Food service cooperation is helping lower costs for milk
WILLMAR -- Milk bids for the Willmar, New London-Spicer and Montevideo schools were slightly lower this year, possibly some of the first financial impacts of a year-long study into school district cooperation in the region.
The superintendents and education representatives in a large area of central and west central Minnesota have discussed ways to work together to save money while maintaining their identities.
The group has surveyed residents in the area and used grants to hire a facilitator to direct their discussions.
Partly as a result of these discussions, the three districts have agreed to share a food service director. Willmar's Food and Nutrition Services Director Annette Derouin, a registered dietitian, will oversee school meals and menus for the three districts.
Derouin discussed the first milk bid for the Willmar School Board on Monday. One bid, from Kemps, was received.
The larger group did result in some savings, she said. The bid was for 1 cent less per carton than Willmar bid last year. The milk price adjusts through the year to follow the federal milk prices during the year.
Derouin it's possible there was only one bidder because of the distance between the three schools. "The other companies may have felt they could not be as competitive," she said.
The food service will continue to offer flavored milk to students at lunchtime only, Derouin said. In the coming year, the flavored milk will have 4 grams less sugar.
The three districts have nearly 7,000 students combined. The districts are among the largest of the 17 school districts involved in the regional study. Willmar has about 4,000 students, NLS has 1,460 students, and Montevideo has 1,350 students.

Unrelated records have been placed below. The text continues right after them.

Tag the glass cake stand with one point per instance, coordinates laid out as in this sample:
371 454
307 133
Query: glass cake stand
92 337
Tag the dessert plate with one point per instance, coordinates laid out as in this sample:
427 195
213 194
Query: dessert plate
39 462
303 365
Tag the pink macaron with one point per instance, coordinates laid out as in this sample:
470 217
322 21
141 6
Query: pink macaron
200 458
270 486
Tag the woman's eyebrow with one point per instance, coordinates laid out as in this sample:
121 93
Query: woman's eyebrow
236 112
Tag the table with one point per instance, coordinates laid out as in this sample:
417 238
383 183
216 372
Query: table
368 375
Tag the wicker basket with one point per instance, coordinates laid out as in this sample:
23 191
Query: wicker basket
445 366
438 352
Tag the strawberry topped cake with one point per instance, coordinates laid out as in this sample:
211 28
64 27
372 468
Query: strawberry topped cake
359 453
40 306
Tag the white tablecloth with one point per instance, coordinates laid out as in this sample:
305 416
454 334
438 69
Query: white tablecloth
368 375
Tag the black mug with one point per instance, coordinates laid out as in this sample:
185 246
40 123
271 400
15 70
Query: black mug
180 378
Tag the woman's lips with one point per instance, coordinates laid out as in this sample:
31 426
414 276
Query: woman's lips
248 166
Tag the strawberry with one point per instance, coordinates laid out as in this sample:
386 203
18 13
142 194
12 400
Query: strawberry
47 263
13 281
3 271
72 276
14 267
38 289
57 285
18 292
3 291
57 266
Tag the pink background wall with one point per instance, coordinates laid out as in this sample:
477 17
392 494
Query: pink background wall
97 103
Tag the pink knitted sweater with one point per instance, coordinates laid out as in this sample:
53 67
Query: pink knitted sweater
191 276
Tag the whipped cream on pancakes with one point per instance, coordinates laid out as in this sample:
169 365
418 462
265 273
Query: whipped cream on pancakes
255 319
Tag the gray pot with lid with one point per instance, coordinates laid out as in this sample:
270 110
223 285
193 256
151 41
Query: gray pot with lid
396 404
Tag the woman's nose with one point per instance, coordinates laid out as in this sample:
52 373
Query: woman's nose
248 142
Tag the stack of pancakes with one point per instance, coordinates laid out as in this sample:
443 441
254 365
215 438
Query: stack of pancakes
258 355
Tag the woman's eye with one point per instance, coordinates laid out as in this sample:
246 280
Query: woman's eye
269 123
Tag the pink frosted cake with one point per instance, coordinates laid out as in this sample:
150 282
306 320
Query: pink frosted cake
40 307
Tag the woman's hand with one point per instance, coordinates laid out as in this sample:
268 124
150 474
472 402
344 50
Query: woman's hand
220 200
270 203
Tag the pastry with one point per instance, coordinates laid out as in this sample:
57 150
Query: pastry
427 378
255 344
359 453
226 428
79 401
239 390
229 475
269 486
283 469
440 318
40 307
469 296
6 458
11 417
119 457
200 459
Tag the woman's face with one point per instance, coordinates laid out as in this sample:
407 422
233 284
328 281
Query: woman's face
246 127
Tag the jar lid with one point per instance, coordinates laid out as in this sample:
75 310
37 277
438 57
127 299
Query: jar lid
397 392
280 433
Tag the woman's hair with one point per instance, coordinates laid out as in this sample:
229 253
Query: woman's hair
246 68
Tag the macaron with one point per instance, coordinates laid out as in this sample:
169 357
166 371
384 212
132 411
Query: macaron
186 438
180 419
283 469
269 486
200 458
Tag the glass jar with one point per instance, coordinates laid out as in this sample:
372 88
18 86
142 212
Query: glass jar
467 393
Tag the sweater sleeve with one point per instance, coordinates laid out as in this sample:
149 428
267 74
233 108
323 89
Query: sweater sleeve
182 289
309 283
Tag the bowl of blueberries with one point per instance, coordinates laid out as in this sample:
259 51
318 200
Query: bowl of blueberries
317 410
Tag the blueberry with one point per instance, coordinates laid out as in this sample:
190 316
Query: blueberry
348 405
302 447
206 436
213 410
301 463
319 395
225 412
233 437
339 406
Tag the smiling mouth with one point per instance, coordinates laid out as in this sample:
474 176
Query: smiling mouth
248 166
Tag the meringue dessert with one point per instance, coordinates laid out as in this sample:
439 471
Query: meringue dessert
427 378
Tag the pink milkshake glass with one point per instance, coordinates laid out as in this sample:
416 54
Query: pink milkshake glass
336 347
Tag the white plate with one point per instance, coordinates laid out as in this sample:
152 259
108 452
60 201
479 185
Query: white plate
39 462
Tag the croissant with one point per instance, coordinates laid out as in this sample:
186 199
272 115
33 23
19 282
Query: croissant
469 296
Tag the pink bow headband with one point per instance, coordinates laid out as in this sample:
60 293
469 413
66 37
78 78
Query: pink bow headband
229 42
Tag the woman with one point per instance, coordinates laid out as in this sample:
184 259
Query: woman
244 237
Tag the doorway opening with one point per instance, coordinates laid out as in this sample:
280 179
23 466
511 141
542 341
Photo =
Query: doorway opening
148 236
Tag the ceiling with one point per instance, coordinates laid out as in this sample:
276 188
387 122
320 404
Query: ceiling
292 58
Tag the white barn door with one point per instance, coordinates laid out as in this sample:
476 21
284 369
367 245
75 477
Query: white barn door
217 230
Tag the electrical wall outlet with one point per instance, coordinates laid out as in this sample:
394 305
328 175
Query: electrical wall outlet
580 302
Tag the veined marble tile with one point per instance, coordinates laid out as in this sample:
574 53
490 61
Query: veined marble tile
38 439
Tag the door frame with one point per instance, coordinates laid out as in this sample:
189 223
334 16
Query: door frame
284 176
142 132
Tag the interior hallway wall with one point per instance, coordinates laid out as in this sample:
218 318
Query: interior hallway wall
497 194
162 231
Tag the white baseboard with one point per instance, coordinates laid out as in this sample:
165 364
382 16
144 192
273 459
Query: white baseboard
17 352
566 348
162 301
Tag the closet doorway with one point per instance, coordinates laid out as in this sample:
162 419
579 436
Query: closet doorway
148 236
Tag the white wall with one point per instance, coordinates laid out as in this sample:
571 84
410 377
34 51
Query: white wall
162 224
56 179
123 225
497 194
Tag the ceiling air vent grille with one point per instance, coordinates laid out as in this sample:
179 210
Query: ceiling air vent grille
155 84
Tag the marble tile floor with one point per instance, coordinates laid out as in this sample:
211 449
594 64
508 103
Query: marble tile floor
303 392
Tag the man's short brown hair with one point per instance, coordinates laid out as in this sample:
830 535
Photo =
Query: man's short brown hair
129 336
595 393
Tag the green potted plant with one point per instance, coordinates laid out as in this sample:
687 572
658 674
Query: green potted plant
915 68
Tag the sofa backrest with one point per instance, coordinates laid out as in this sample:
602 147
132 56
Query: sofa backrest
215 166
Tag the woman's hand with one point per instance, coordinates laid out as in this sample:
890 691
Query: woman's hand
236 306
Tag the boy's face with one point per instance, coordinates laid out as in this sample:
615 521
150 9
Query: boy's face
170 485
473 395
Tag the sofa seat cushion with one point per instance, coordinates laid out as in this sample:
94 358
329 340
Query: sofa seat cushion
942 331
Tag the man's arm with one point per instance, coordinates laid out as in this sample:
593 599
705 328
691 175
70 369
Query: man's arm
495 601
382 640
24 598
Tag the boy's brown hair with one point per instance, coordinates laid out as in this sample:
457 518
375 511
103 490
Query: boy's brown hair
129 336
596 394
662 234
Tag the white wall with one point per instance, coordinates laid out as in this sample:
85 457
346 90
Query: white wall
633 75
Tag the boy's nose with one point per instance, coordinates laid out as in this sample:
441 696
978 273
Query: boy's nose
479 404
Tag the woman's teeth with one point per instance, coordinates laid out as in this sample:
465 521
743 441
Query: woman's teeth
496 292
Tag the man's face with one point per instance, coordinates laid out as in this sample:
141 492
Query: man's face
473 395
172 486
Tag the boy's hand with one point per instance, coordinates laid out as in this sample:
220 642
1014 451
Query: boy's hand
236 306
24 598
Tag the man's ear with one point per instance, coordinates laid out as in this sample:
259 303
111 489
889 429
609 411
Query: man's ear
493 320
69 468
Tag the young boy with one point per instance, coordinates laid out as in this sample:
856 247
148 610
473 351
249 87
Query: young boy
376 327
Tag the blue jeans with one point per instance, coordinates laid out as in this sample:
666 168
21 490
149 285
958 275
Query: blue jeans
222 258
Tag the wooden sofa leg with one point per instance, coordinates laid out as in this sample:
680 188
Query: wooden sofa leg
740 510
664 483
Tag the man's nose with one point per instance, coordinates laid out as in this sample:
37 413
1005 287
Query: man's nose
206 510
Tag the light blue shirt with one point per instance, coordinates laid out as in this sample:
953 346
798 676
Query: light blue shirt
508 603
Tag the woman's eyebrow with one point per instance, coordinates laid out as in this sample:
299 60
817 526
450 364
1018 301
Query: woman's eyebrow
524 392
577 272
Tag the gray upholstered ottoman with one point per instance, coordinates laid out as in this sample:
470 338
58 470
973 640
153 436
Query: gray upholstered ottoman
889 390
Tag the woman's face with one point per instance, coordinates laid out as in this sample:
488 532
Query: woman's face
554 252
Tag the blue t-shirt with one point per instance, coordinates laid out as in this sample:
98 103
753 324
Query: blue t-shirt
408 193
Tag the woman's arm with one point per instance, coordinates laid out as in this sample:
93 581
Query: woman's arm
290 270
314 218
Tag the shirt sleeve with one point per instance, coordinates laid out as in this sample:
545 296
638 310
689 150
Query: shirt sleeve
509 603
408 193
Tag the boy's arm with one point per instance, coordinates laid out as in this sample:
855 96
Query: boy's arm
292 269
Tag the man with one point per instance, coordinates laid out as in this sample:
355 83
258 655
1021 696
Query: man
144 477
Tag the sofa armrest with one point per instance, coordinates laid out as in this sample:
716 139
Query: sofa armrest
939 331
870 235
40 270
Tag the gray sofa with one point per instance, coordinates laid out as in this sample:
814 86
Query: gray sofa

The three school boards approved the cooperative agreement on food service this spring.
The regional study group's steering committee met earlier this month to develop the top three initiatives for future cooperative efforts. The top three are expanding student opportunities through technology and shared services; shared staff development activities in the region; and a focus on enhanced performance and assessment processes.
Willmar Superintendent Jerry Kjergaard, a member of the steering committee, said he thought districts would find a variety of ways to work together in the future.
"We're still working our way through it," he said.
"We could do something regional in staff development," he said, and his preferences are improving instruction and staff development.
The study group's steering committee will continue to meet in the future, Kjergaard said.